Build a Secure Spring Boot App in Minutes with Spring Security

In modern web applications, security is essential, and Spring Security provides a comprehensive authentication and authorization solution for Spring Boot projects.

Why Choose Spring Security?

Security in web apps consists of two core aspects:

Authentication : confirming who the user is.

Authorization : determining what the user is allowed to do.

Spring Security acts as a professional "security steward" with a built‑in filter chain, mature authentication/authorization models, CSRF protection, session management, password encoding, and more. Its "secure by default" philosophy means that simply adding the starter dependency enables basic protection without extra configuration.

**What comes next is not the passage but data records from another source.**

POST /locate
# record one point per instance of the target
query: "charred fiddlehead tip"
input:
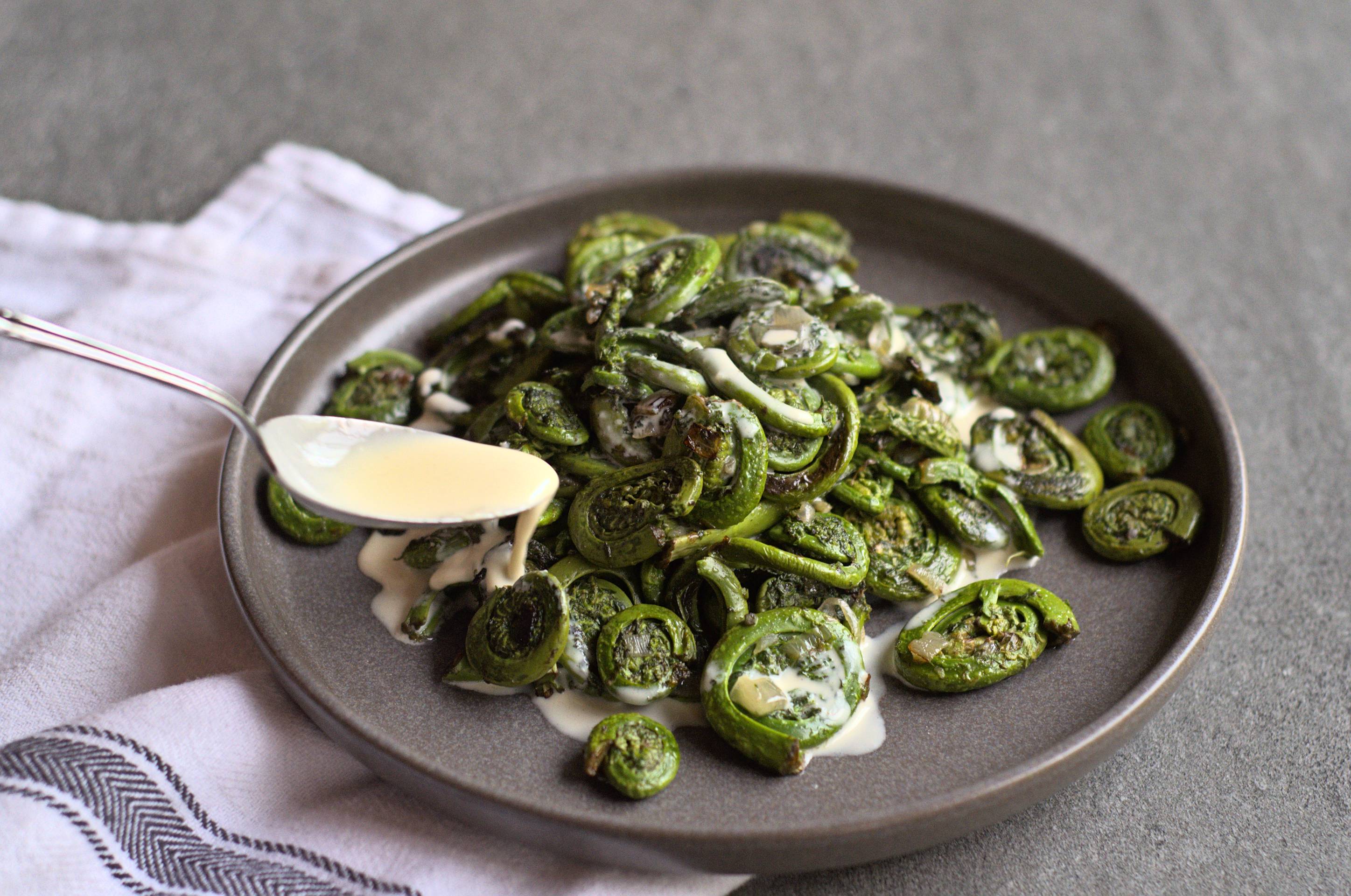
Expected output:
(521, 631)
(1036, 457)
(956, 337)
(644, 653)
(783, 684)
(429, 551)
(727, 441)
(624, 517)
(796, 257)
(908, 557)
(298, 524)
(378, 385)
(1131, 440)
(1141, 519)
(1058, 371)
(636, 755)
(981, 634)
(544, 411)
(783, 341)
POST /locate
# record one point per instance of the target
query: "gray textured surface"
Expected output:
(1200, 152)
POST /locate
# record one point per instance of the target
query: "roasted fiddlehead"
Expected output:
(379, 385)
(1036, 457)
(783, 684)
(1131, 440)
(636, 755)
(629, 515)
(981, 634)
(298, 524)
(1056, 371)
(1141, 519)
(644, 653)
(521, 631)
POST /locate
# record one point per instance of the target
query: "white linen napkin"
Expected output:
(147, 748)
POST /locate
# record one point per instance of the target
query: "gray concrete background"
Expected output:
(1199, 152)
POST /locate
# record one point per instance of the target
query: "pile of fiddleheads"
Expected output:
(750, 448)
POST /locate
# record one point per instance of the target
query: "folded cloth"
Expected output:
(147, 748)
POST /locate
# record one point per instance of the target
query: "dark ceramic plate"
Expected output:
(950, 764)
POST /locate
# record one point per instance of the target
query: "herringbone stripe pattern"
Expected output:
(149, 829)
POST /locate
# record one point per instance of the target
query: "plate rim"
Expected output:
(1089, 745)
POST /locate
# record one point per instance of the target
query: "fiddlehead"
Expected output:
(981, 634)
(733, 298)
(908, 559)
(1036, 457)
(865, 490)
(957, 338)
(781, 343)
(1141, 519)
(727, 442)
(783, 684)
(379, 385)
(829, 549)
(973, 509)
(915, 422)
(544, 411)
(595, 596)
(1057, 371)
(523, 295)
(644, 653)
(833, 461)
(624, 517)
(298, 524)
(636, 755)
(521, 631)
(664, 276)
(1131, 440)
(847, 607)
(792, 256)
(433, 549)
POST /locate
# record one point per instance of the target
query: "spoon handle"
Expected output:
(49, 336)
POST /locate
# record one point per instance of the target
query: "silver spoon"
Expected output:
(303, 450)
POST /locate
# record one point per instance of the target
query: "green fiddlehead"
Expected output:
(525, 295)
(644, 653)
(727, 442)
(378, 385)
(731, 298)
(833, 461)
(1131, 440)
(544, 411)
(1057, 371)
(298, 524)
(783, 684)
(1141, 519)
(829, 549)
(957, 338)
(792, 256)
(665, 276)
(636, 755)
(626, 517)
(908, 559)
(847, 607)
(973, 509)
(521, 631)
(595, 596)
(865, 490)
(1036, 457)
(433, 549)
(783, 343)
(915, 421)
(981, 634)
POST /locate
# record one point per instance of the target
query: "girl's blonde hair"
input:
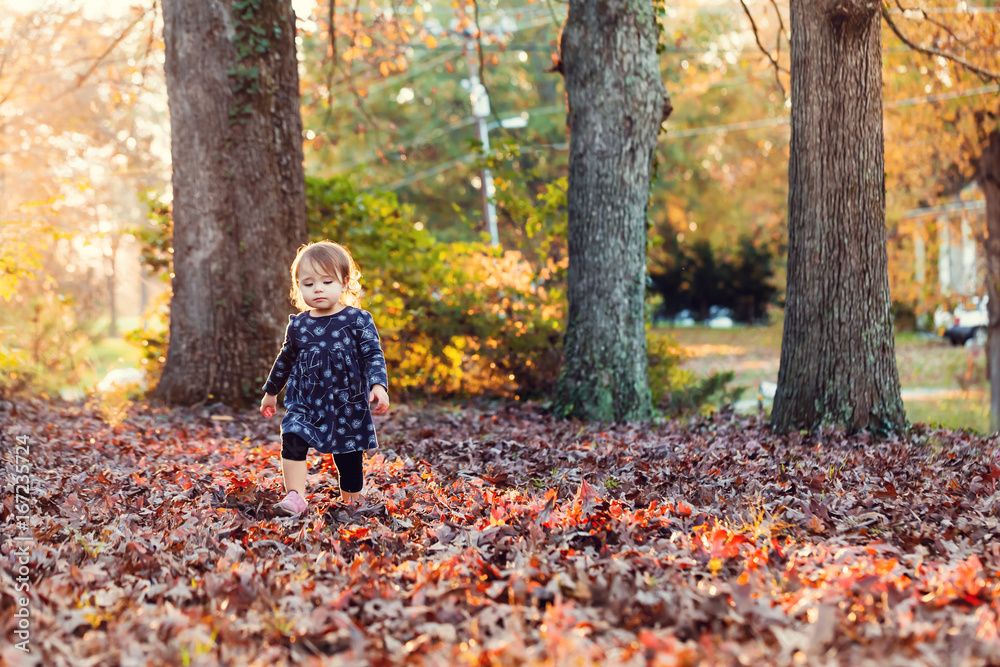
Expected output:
(334, 260)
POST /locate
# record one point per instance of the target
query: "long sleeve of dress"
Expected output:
(372, 360)
(282, 367)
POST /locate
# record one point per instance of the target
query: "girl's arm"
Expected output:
(372, 359)
(283, 364)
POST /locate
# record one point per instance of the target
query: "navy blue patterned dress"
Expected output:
(330, 364)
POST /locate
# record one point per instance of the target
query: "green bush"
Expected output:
(41, 344)
(456, 319)
(676, 390)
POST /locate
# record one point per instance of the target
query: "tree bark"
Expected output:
(239, 193)
(988, 177)
(615, 103)
(838, 363)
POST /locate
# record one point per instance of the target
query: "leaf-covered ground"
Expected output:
(504, 538)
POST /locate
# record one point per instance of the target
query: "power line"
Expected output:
(695, 131)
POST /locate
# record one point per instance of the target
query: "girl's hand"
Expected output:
(267, 405)
(378, 393)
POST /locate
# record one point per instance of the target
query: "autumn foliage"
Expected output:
(504, 537)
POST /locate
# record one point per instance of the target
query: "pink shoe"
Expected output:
(291, 505)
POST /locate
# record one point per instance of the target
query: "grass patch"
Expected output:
(953, 413)
(104, 355)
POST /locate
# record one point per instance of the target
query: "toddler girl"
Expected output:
(333, 364)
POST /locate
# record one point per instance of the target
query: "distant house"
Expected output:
(958, 227)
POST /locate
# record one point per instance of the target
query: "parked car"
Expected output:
(685, 318)
(969, 324)
(719, 318)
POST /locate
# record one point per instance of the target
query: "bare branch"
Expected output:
(333, 59)
(983, 73)
(781, 21)
(97, 63)
(756, 36)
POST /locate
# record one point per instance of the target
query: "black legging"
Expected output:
(349, 465)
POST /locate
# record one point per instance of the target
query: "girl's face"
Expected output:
(319, 290)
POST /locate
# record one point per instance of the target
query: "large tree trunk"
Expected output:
(988, 176)
(838, 363)
(616, 102)
(239, 193)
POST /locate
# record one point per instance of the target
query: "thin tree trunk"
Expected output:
(615, 102)
(112, 293)
(239, 193)
(988, 176)
(838, 362)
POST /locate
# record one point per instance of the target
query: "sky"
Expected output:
(98, 8)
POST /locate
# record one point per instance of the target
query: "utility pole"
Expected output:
(481, 111)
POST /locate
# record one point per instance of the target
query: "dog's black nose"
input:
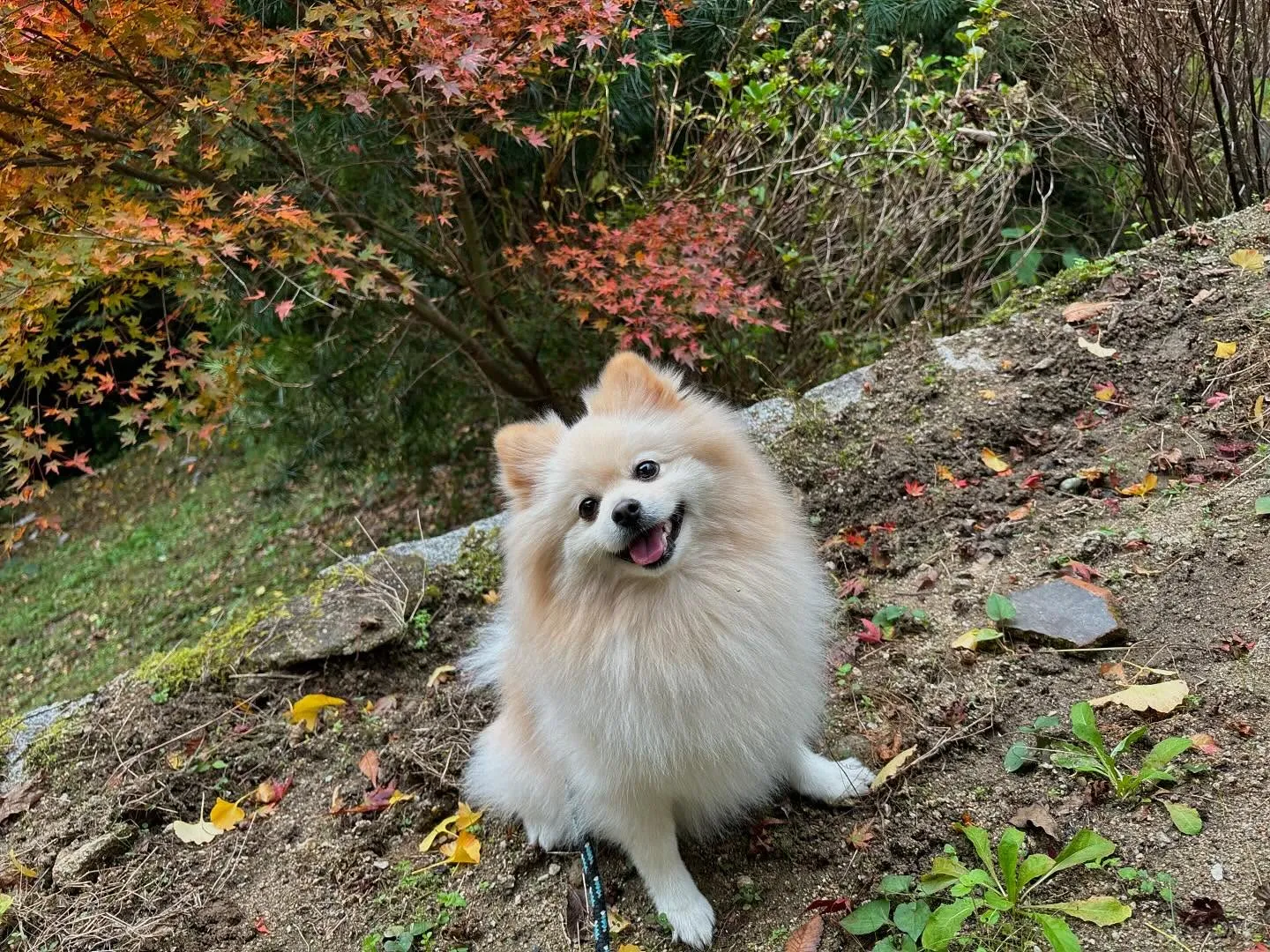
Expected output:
(628, 513)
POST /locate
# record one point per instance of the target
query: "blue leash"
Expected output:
(596, 896)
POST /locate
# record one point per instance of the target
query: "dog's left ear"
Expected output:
(522, 450)
(631, 383)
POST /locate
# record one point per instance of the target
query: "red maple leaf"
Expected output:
(871, 635)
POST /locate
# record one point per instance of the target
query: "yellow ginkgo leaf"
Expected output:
(975, 637)
(197, 833)
(441, 674)
(894, 766)
(23, 870)
(1249, 259)
(464, 851)
(305, 711)
(992, 461)
(446, 828)
(225, 815)
(467, 816)
(1162, 697)
(1140, 489)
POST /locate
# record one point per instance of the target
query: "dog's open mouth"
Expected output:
(654, 546)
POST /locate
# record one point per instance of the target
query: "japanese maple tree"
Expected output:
(176, 175)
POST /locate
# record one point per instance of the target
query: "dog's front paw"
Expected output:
(548, 837)
(851, 779)
(691, 919)
(831, 781)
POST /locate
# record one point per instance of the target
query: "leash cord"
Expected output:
(596, 896)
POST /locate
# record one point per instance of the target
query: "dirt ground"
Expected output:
(1186, 562)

Build the Minimal Viable Project from Scratch

Add the Core Dependency

In pom.xml add the Spring Security starter:

<dependency>
  <groupId>org.springframework.boot</groupId>
  <artifactId>spring-boot-starter-security</artifactId>
</dependency>

After adding this dependency, Spring Boot automatically activates security configuration.

Create a Basic Controller

Write a simple controller to expose a home page and a dashboard page:

@GetMapping("/")
public String home() {
    return "home";
}

@GetMapping("/dashboard")
public String dashboard(Model model, Principal principal) {
    if (principal != null) {
        model.addAttribute("username", principal.getName());
    }
    return "dashboard";
}

The Principal object provides information about the currently logged‑in user.

Prepare Page Files

home.html

: the application’s home page, accessible without login (but will be intercepted by Spring Security and redirected to the login page). dashboard.html: the dashboard page, displayed after a successful login and shows the username.

Temporarily Ignore User Configuration

Comment out the default user settings in application.yml to observe Spring Security’s default behavior:

# spring:
#   security:
#     user:
#       name: user
#       password: acowbo123
#       roles: USER

Run the Project and Observe Default Behavior

Start the application with mvn spring-boot:run. The console prints a line similar to:

Using generated security password: 3160e790-0ee7-4561-bfca-41edb701dd88

The generated password is shown, and the default username is user. Accessing http://localhost:18080 redirects to Spring Security’s default login page. Log in with the printed password and the username user, then navigate to /dashboard to see the logged‑in username.

How the Random Password Is Generated

The password originates from Spring Boot’s auto‑configuration. The relevant package is org.springframework.boot.autoconfigure.security.servlet and the core class is UserDetailsServiceAutoConfiguration. When no custom UserDetailsService bean is defined and no spring.security.user.password property is set, Spring Boot creates an in‑memory user with username user and a random UUID password (controlled by the passwordGenerated flag).

Customizing Username and Password

In real projects you usually need custom credentials. Spring Security offers two common approaches:

Method A – Configuration File (good for demos)

Uncomment and edit the user section in application.yml:

spring:
  security:
    user:
      name: user
      password: acowbo123
      roles: USER

After restarting, the console no longer prints a random password; you can log in with the configured username and password. This method is simple but stores the password in plain text, which is unsuitable for production.

Method B – Bean Configuration (recommended for production)

Define a PasswordEncoder (e.g., BCryptPasswordEncoder) to hash passwords, configure a UserDetailsService such as InMemoryUserDetailsManager to add users and roles, and customize a SecurityFilterChain to set path rules, login page, logout logic, etc. This approach requires more code but provides flexible, secure authentication suitable for complex production requirements.

Summary and Next Steps

After following this guide you should be able to:

Quickly set up a Spring Boot application protected by Spring Security.

Understand how the default user and random password are generated.

Customize usernames and passwords either via configuration files or bean definitions.

Further learning can include creating a custom login page, using BCryptPasswordEncoder for password hashing, implementing role‑based authorization, and diving deeper into Spring Security’s filter chain to master request processing.